Last night I hit a wall. My computer, which has been in and out of repair since November (it's barely over a year old) suffered massive disc failure last night. In short, the hard drive failed. HP is sending me a new hard drive to put in myself which, what the hell people? Also, they do not offer recovery services. I would be fine with all of this, but I have one major problem - my recovery drive has not been updated for over a month. This means that the data that I had on my computer for the show I'm stage managing (over 20 hours of real-time work) is gone. My new resume is gone. All of my photos of May Day, Graduation, Boston, and my time here in San Francisco are gone. I know what you all are saying - this is my fault, I'm the moron who doesn't back everything up immediately, this is karma and you should suck it up and deal. I can't. I have reached a point where I cannot have another thing like this happen to me and just deal with it. I'm tired of brushing off having my computer gutted and returned to me. I'm tired of shaking myself apart worrying about my dead grandmother, my sick uncle, my seizing aunt. I can't be okay with any of this any more.

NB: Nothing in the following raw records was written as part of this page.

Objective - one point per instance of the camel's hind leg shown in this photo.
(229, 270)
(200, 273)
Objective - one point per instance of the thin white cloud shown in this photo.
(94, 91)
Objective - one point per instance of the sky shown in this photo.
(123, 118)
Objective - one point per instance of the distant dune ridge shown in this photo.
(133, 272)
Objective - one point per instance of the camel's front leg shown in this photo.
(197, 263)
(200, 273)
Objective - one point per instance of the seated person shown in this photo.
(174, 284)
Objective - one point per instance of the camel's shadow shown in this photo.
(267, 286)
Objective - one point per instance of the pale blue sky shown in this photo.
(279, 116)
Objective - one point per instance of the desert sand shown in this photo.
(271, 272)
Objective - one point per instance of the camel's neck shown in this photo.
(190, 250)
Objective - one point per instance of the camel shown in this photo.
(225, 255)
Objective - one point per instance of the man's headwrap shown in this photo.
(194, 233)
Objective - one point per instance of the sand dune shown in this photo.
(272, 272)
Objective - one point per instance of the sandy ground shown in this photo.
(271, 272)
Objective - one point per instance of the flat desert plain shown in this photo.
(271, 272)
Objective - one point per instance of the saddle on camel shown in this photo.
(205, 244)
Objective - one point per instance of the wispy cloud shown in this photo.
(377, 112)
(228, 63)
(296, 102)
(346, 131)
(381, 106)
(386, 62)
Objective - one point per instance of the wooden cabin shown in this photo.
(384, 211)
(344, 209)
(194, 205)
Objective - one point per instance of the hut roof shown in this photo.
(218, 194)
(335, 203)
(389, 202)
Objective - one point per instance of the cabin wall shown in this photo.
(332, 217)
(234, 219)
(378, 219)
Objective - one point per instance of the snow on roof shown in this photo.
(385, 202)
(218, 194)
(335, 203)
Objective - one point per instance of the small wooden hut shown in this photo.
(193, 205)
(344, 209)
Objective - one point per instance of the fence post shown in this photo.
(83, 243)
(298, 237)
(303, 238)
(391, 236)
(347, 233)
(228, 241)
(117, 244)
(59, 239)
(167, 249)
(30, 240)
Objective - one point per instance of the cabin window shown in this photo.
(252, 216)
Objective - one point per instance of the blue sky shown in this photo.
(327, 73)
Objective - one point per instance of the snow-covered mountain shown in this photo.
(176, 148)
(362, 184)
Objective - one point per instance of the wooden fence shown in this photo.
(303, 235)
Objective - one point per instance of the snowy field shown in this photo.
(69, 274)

So I'm asking for help. I'm going to a hard drive recovery place and seeing what they can get off of my laptop before I return the broken drive to HP. The problem is that the price range on doing so is $200 - $2900.
What I want is, honestly, not worth more than $400, but I doubt that I'll be lucky enough for it to be that cheap. I hate asking for stuff, and I don't want to be that greedy bitch expecting hand outs, but I've seen the wonderful things that people on livejournal, and in fandom, are capable of. I know I'm not anyone, and that I'm not a known name, I'm unimportant, but I'm out here by myself in San Francisco, getting paid $250 a week and trying to live off it and every penny counts. I can't ask for money, or for financial help, but I am asking, now, for support in whatever way people are willing to give it.

I just, I need help right now and I'm not sure where I can get it or how. I hate asking, but I've hit my upper limit and I can't keep doing this alone.